La mia squadra maschile
fece amicizia con una squadra femminile siciliana.
L' incontro tra le due
isole gemelle fece accendere l'Etna e tutti i vulcani del Mediterraneo. Ai
ragazzi sardi gli ormoni salirono a mille.
Un mio atleta, sedicente
musicista, salì su un palco improvvisato in fondo alla sala da pranzo, si
impossessò di una chitarra e intonò una canzone che non sono riuscito a riconoscere.

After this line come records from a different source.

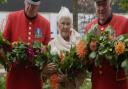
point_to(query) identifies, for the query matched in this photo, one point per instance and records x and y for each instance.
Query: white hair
(64, 12)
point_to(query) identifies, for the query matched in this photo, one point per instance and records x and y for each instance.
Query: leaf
(92, 55)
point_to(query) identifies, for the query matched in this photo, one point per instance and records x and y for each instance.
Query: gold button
(100, 66)
(29, 33)
(29, 38)
(100, 72)
(30, 28)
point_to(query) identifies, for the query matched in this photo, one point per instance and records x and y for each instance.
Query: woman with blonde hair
(66, 39)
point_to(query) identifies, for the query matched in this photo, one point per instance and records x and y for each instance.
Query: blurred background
(83, 12)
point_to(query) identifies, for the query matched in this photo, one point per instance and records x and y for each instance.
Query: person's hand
(49, 69)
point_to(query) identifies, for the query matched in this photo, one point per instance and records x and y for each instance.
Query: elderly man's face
(103, 10)
(65, 27)
(31, 10)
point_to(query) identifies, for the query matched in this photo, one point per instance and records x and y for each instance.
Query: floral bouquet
(4, 47)
(105, 44)
(23, 53)
(72, 62)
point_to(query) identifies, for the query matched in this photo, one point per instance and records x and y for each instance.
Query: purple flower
(30, 54)
(43, 49)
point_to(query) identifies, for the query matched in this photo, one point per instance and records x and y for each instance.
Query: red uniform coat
(19, 28)
(104, 76)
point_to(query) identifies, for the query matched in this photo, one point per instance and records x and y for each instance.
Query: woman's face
(65, 27)
(31, 10)
(103, 10)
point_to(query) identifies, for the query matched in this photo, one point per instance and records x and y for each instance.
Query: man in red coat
(106, 76)
(27, 26)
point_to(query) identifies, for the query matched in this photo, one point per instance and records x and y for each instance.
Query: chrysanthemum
(80, 49)
(119, 47)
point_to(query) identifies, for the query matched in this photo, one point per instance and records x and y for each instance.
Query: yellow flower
(80, 49)
(119, 47)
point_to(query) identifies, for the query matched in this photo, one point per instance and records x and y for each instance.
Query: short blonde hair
(64, 12)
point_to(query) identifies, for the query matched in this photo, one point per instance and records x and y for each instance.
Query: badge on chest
(38, 33)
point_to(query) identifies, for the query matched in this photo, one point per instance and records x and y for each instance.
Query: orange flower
(80, 49)
(119, 47)
(61, 56)
(93, 45)
(54, 81)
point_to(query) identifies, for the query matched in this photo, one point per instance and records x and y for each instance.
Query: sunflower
(81, 49)
(119, 47)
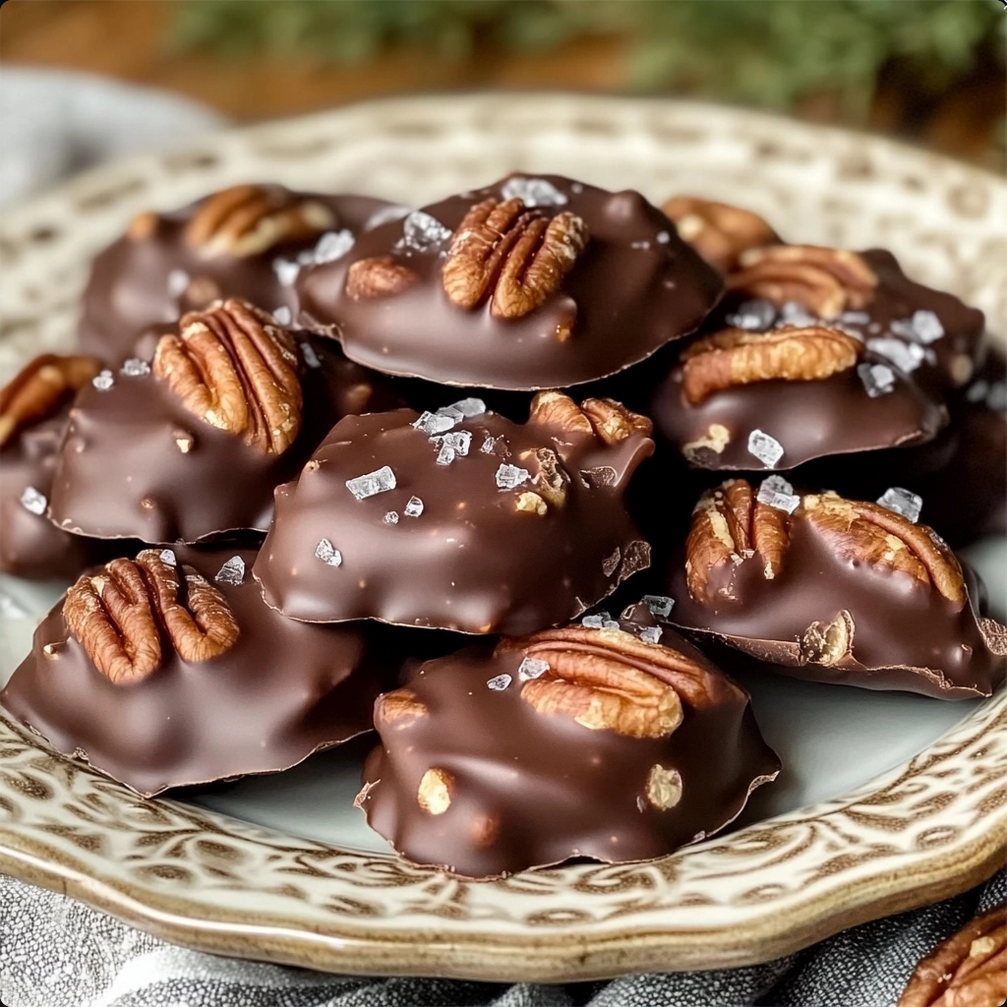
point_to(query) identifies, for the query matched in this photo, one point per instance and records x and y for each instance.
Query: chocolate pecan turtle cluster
(332, 464)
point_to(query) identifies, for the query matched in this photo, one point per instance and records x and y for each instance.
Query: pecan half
(40, 389)
(826, 281)
(235, 369)
(516, 256)
(380, 276)
(729, 525)
(735, 356)
(870, 534)
(608, 421)
(249, 220)
(968, 970)
(121, 615)
(718, 231)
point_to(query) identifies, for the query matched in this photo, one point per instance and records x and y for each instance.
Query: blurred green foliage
(769, 52)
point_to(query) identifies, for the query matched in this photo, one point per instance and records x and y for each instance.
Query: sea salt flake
(310, 356)
(233, 572)
(33, 500)
(434, 423)
(421, 233)
(660, 604)
(876, 379)
(532, 668)
(135, 368)
(776, 492)
(534, 191)
(331, 246)
(902, 501)
(371, 483)
(767, 449)
(511, 476)
(327, 553)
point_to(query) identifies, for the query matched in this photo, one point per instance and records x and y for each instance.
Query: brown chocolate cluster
(390, 397)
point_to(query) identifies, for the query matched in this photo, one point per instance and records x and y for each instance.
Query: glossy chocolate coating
(471, 561)
(635, 287)
(907, 636)
(532, 788)
(137, 463)
(132, 285)
(283, 691)
(30, 545)
(810, 419)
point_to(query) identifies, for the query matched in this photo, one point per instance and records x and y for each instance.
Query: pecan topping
(40, 389)
(826, 281)
(968, 970)
(867, 533)
(121, 615)
(235, 369)
(735, 356)
(717, 231)
(516, 256)
(729, 525)
(249, 220)
(380, 276)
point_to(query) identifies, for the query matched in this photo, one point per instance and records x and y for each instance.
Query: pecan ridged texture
(719, 232)
(736, 356)
(967, 970)
(233, 367)
(869, 534)
(249, 220)
(126, 614)
(729, 525)
(40, 389)
(824, 280)
(516, 256)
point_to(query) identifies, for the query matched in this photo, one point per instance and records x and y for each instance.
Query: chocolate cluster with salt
(573, 742)
(530, 283)
(169, 671)
(247, 241)
(821, 587)
(460, 519)
(190, 444)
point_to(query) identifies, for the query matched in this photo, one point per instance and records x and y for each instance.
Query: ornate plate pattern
(923, 831)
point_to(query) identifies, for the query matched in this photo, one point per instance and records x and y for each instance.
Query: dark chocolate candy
(34, 409)
(840, 591)
(496, 303)
(139, 461)
(778, 423)
(925, 332)
(254, 693)
(574, 742)
(461, 520)
(248, 241)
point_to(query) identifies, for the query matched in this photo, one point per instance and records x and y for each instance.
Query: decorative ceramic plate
(887, 802)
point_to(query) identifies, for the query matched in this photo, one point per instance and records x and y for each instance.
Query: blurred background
(930, 72)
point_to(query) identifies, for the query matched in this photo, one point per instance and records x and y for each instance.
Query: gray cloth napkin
(56, 953)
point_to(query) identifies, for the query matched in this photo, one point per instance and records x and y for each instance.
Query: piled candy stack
(300, 427)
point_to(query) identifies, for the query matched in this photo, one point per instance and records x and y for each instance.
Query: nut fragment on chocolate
(509, 540)
(839, 590)
(719, 232)
(160, 677)
(967, 970)
(504, 288)
(615, 749)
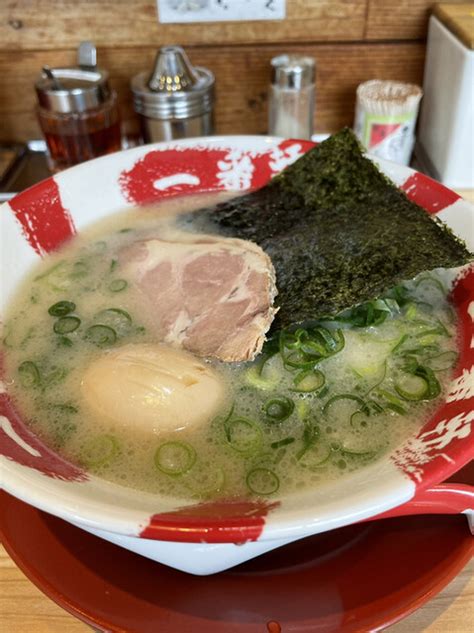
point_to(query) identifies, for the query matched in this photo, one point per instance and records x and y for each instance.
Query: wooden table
(23, 608)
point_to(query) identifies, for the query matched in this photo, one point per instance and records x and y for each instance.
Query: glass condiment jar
(292, 96)
(77, 111)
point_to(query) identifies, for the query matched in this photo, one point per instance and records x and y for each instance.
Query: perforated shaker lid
(175, 89)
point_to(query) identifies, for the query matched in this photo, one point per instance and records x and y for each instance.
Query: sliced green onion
(57, 277)
(323, 393)
(315, 456)
(117, 285)
(55, 375)
(101, 335)
(175, 458)
(64, 341)
(371, 313)
(205, 481)
(359, 452)
(61, 308)
(303, 409)
(433, 282)
(360, 420)
(65, 408)
(279, 409)
(392, 402)
(100, 247)
(411, 387)
(261, 375)
(284, 442)
(423, 385)
(262, 481)
(29, 374)
(308, 381)
(441, 362)
(243, 435)
(66, 325)
(100, 450)
(116, 318)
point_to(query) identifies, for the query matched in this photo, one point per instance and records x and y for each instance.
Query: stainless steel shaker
(176, 100)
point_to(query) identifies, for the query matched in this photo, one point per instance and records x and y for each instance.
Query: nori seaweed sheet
(339, 233)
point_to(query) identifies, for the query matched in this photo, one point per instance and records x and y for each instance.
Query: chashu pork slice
(208, 294)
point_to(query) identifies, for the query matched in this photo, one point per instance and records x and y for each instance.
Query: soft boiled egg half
(153, 387)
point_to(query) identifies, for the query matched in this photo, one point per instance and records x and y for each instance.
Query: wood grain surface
(242, 79)
(48, 24)
(24, 608)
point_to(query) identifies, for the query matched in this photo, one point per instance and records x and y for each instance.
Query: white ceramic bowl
(202, 538)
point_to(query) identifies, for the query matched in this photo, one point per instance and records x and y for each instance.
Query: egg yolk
(153, 387)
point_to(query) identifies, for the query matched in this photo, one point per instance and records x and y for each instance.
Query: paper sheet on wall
(178, 11)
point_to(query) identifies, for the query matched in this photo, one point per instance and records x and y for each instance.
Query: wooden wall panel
(242, 76)
(56, 24)
(399, 20)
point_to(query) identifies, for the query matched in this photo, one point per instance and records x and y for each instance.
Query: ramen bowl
(208, 537)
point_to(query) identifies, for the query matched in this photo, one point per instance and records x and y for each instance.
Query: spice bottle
(385, 118)
(292, 96)
(77, 111)
(176, 100)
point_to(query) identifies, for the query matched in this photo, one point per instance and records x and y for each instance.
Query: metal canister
(176, 100)
(77, 111)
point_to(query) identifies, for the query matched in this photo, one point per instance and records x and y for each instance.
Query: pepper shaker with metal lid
(176, 100)
(292, 92)
(77, 111)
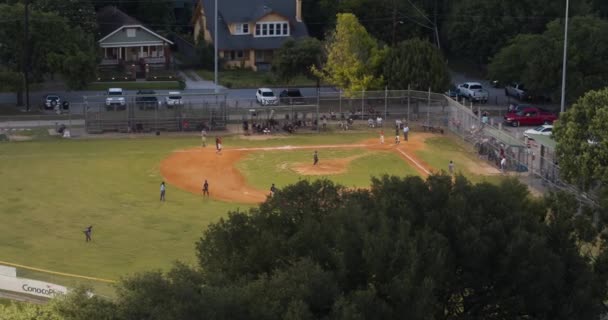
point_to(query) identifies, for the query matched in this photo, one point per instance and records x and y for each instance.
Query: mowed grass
(261, 169)
(53, 189)
(440, 150)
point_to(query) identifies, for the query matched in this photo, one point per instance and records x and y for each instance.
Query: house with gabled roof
(124, 40)
(249, 31)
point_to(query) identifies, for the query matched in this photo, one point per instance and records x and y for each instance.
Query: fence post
(408, 103)
(428, 109)
(362, 102)
(340, 101)
(318, 103)
(385, 104)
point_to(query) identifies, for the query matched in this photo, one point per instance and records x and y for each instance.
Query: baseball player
(162, 191)
(204, 138)
(206, 188)
(87, 233)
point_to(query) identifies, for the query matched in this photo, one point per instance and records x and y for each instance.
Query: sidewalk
(195, 82)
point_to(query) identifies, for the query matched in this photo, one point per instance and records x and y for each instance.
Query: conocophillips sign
(33, 287)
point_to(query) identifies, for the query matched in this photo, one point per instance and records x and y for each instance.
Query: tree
(536, 60)
(417, 63)
(582, 140)
(78, 13)
(55, 47)
(297, 57)
(478, 29)
(353, 57)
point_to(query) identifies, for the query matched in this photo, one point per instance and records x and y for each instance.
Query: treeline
(407, 248)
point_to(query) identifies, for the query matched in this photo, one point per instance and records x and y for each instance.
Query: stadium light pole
(215, 42)
(563, 101)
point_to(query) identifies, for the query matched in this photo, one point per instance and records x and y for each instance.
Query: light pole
(215, 43)
(563, 102)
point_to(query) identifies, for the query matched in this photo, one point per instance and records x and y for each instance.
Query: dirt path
(187, 169)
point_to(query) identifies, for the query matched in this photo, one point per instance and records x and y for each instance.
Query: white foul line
(414, 161)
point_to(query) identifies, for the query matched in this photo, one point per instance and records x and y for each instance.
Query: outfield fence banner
(8, 271)
(31, 287)
(492, 142)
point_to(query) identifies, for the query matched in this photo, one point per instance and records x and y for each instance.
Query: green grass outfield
(53, 189)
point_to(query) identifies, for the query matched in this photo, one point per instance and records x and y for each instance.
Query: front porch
(144, 54)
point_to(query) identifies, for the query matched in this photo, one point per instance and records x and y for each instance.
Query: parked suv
(473, 91)
(174, 99)
(146, 99)
(265, 96)
(291, 96)
(51, 101)
(115, 99)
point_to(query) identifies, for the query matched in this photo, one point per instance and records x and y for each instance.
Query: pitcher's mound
(327, 167)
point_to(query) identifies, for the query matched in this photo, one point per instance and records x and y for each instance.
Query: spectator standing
(162, 191)
(88, 231)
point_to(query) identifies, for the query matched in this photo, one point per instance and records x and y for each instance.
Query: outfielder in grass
(87, 233)
(206, 188)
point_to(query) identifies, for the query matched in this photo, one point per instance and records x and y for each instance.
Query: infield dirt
(187, 169)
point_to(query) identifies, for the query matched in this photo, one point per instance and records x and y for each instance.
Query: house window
(271, 29)
(242, 28)
(236, 55)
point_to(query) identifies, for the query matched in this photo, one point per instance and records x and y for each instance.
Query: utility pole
(26, 56)
(394, 23)
(563, 102)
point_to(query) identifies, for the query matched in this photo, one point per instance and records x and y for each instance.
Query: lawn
(252, 79)
(441, 150)
(364, 165)
(55, 188)
(133, 85)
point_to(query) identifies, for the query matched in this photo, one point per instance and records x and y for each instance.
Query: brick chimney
(299, 10)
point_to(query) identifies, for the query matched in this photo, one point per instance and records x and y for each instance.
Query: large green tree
(78, 13)
(536, 59)
(353, 57)
(297, 57)
(418, 64)
(582, 140)
(477, 29)
(54, 46)
(406, 248)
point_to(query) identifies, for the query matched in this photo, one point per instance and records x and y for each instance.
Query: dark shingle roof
(111, 18)
(234, 11)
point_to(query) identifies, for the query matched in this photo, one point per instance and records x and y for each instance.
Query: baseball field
(53, 189)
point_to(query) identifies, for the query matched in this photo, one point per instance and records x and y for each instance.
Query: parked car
(51, 101)
(291, 96)
(174, 99)
(516, 90)
(473, 91)
(146, 99)
(453, 92)
(529, 117)
(115, 99)
(544, 130)
(265, 96)
(514, 108)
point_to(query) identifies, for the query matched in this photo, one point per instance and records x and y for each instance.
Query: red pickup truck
(529, 116)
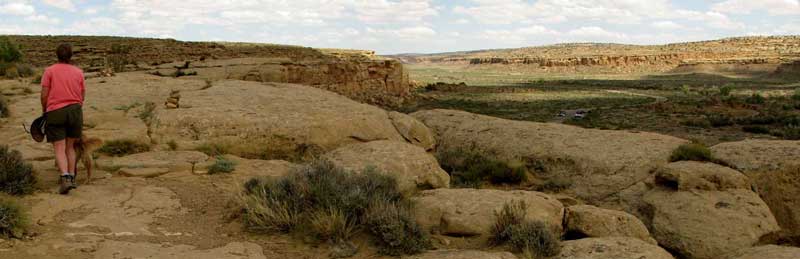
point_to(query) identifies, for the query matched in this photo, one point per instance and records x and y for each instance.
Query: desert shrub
(725, 90)
(4, 112)
(172, 145)
(395, 229)
(9, 52)
(16, 176)
(755, 98)
(25, 70)
(469, 168)
(148, 113)
(119, 57)
(756, 129)
(222, 165)
(555, 184)
(123, 147)
(532, 238)
(13, 220)
(796, 95)
(332, 205)
(691, 152)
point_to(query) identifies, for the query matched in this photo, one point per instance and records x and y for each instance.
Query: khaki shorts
(64, 123)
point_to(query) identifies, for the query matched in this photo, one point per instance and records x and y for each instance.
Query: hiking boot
(72, 182)
(65, 184)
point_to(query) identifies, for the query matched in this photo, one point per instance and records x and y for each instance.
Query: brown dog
(84, 147)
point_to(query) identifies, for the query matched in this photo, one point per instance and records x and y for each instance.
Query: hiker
(63, 92)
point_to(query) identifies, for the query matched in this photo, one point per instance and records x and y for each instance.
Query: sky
(406, 26)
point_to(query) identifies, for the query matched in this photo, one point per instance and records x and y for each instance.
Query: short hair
(64, 52)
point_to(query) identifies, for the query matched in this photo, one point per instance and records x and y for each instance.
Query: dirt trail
(179, 214)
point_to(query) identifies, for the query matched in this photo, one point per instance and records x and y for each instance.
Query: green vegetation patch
(123, 147)
(331, 205)
(470, 168)
(533, 239)
(13, 220)
(16, 175)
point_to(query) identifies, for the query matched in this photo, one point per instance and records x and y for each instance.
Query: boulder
(599, 163)
(469, 212)
(170, 160)
(409, 164)
(413, 130)
(707, 224)
(767, 251)
(462, 254)
(591, 221)
(757, 155)
(611, 248)
(272, 120)
(773, 167)
(690, 175)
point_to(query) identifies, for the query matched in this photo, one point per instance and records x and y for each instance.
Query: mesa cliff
(360, 75)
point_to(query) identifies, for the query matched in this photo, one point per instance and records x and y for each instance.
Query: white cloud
(20, 8)
(774, 7)
(406, 33)
(667, 25)
(43, 19)
(61, 4)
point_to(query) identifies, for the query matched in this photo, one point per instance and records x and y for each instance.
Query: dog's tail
(91, 144)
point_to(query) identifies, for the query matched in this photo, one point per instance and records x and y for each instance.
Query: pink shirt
(66, 85)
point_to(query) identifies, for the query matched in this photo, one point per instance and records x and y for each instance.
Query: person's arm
(45, 90)
(43, 98)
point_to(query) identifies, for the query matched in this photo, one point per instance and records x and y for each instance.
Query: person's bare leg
(60, 148)
(71, 156)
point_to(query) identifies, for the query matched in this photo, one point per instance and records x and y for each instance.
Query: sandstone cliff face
(359, 75)
(738, 51)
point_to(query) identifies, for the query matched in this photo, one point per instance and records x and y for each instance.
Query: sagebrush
(533, 239)
(331, 205)
(123, 147)
(16, 175)
(13, 220)
(470, 168)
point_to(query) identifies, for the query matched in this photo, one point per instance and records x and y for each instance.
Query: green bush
(471, 168)
(13, 219)
(691, 152)
(757, 129)
(9, 52)
(222, 165)
(123, 147)
(532, 238)
(331, 204)
(755, 98)
(4, 112)
(16, 176)
(395, 229)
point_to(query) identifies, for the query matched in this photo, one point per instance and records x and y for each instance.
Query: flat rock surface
(611, 248)
(592, 221)
(599, 163)
(410, 165)
(472, 211)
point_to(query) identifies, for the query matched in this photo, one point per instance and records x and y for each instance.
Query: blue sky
(403, 26)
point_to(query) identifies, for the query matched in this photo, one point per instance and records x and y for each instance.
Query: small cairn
(173, 100)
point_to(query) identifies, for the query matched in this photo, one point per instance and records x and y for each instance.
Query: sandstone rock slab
(707, 224)
(690, 175)
(591, 221)
(767, 251)
(462, 254)
(599, 163)
(413, 130)
(272, 120)
(611, 248)
(412, 167)
(472, 211)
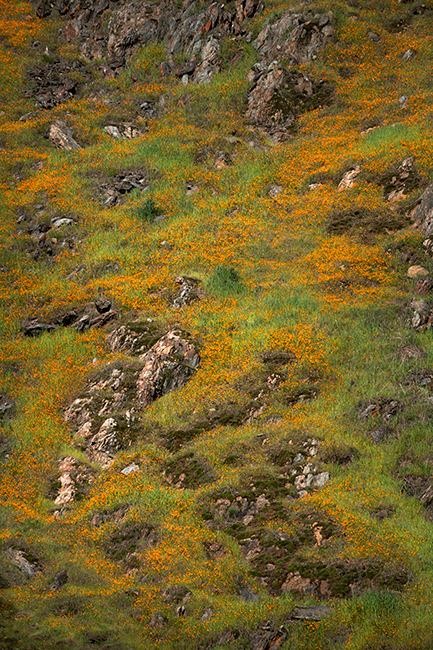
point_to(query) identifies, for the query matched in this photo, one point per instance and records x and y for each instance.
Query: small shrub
(225, 280)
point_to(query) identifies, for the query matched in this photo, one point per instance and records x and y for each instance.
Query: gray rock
(315, 613)
(168, 365)
(25, 561)
(61, 136)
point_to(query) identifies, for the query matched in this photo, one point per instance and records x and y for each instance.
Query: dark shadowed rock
(55, 83)
(278, 96)
(60, 135)
(422, 214)
(60, 579)
(297, 36)
(26, 561)
(169, 364)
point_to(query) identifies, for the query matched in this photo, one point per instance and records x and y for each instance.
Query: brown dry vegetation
(317, 293)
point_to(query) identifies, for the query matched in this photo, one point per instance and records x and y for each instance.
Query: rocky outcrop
(60, 135)
(73, 481)
(422, 214)
(278, 96)
(113, 191)
(106, 29)
(279, 93)
(26, 561)
(168, 365)
(56, 83)
(296, 36)
(104, 419)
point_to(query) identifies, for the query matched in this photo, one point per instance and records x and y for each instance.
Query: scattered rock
(124, 542)
(275, 190)
(176, 594)
(382, 512)
(210, 61)
(295, 583)
(297, 36)
(278, 96)
(130, 469)
(60, 579)
(134, 338)
(416, 271)
(113, 191)
(7, 406)
(169, 364)
(315, 613)
(114, 516)
(190, 290)
(124, 130)
(412, 352)
(61, 136)
(25, 560)
(408, 54)
(73, 481)
(56, 83)
(36, 328)
(348, 180)
(422, 214)
(422, 318)
(157, 620)
(383, 408)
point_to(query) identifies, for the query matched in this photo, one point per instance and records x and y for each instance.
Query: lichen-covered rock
(168, 365)
(296, 36)
(61, 136)
(422, 214)
(73, 481)
(278, 96)
(134, 338)
(25, 560)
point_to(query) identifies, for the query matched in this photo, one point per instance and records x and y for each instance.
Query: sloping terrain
(216, 398)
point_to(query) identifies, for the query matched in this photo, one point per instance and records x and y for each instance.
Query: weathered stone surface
(295, 35)
(124, 130)
(60, 579)
(210, 61)
(190, 290)
(348, 180)
(61, 136)
(416, 271)
(54, 83)
(113, 191)
(73, 482)
(169, 364)
(134, 338)
(315, 613)
(422, 214)
(278, 96)
(26, 561)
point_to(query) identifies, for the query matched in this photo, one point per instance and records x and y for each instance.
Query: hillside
(216, 397)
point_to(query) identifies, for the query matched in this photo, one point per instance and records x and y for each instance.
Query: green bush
(148, 211)
(225, 280)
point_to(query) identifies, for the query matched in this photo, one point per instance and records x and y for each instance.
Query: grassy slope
(338, 303)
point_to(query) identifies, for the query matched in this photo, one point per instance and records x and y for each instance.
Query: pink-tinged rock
(168, 365)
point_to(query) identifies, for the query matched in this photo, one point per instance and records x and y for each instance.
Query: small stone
(130, 469)
(416, 271)
(408, 55)
(311, 613)
(207, 614)
(320, 479)
(372, 36)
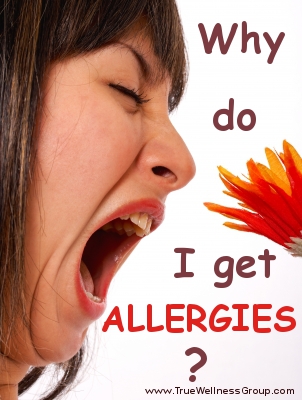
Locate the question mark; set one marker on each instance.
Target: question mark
(201, 362)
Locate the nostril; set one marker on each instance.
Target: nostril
(163, 172)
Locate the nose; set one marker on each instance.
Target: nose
(165, 159)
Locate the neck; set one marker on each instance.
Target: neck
(11, 374)
(8, 392)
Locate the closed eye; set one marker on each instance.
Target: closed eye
(139, 98)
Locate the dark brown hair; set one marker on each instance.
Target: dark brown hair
(33, 34)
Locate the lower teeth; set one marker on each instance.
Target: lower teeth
(96, 299)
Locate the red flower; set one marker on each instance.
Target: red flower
(271, 198)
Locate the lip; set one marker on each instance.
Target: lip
(155, 209)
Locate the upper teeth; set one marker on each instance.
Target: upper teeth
(138, 223)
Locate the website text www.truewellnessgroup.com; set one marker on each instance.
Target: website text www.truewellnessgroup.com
(213, 390)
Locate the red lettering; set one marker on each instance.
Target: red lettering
(132, 328)
(117, 321)
(240, 308)
(225, 320)
(151, 328)
(285, 318)
(170, 318)
(195, 321)
(257, 318)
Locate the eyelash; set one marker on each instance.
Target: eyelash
(139, 98)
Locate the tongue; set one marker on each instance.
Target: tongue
(86, 278)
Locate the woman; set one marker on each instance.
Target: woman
(88, 156)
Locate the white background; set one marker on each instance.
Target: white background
(125, 364)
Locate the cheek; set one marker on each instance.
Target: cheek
(84, 150)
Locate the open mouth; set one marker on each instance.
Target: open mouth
(108, 248)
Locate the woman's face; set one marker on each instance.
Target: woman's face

Due ragazze siciliane se lo mangiarono con gli occhi. Cantava come un cane
investito da un TIR ma era bello. Tutti
gli altri si lanciarono in danze selvagge da far crepare d' invidia le tribù
dei Mau Mau e le discoteche di Rimini. Spaventato, mi limitai a gridare:
- Ragazzi, pomiciate con
decenza.-
Poi partì di nuovo la
luce. A fianco all'albergo c' era un ristorante (che faceva parte dello stesso
complesso) dove da dodici ore
festeggiavano un matrimonio. La notizia riaprì il cuore alla speranza
degli affamati e degli sfigati che tanto
le donne non li cagano mai.
- Si mangia!-
Una pia illusione.
Duecento invitati provenienti dall'Africa più affamata si erano preparati per
una settimana all' evento. Non era rimasto più niente.
Un'orda di barbari ignari
si riversò fuori con la scusa di fare gli auguri ai novelli sposi. Questi erano
appena fuggiti anticipando di un giorno il viaggio di nozze. Infatti, quando un
invitato, talmente ubriaco da fare schifo anche a Bacco, approfittando del
buio, aveva cercato di togliere alla sposa , oltre alla giarrettiera anche le
mutande, c' era stata una vibrata protesta dei familiari della vittima e una
conseguente fuga generale perchè nel buio, calci e pugni non facevano
differenza tra colpevoli e innocenti. Qualcuno si portò via tutte le
bomboniere, anche quelle vuote perchè altri s' erano già rubati i confetti; le
donne s'impossessarono dei fiori che decoravano la sala per portarli alla
Madonna di Pompei. Fu come un segnale di via in una gara di Formula Uno. Chi rubò
una sedia, chi le posate, chi le tovaglie. Quattro ragazzotti stavano sudando
intorno ad un juke-box che non voleva entrare nella macchina. I quadri di padre
Pio furono tra i più ricercati. Due gentili signore si stavano accapigliando
per uno specchio con cornice in gesso dorato. La lotta finì quando ad una delle
duellanti uscì dalla scollatura una tetta gigantesca che fulminò due dei miei
ragazzi e li lasciò in trance per mezz' ora. Invano i camerieri cercavano di
mettere ordine in quella bolgia infernale. Infine si arresero. Svuotarono il
frigorifero e se ne andarono a casa. Per noi, arrivati troppo tardi, non era
rimasto niente, neanche le candele. La proprietaria del ristorante era seduta
sul bordo del muretto in pietra grezza che si affacciava su un precipizio. Non
piangeva neppure. Sembrava la Madonna dei Sette Dolori a cui avevano annunciato
l'arrivo dell' Ottavo.
La notte incombeva su di
noi come un uccello rapace in cerca di preda. Quali altri orrori ci attendevano
?
Tornò ancora una volta la
luce. Ritrovai il mio piglio di condottiero di armate Brancaleone e spedii in
camera loro tutti i ragazzi, compresi
quelli delle altre squadre. Ci fu solo mezz' ora di pace.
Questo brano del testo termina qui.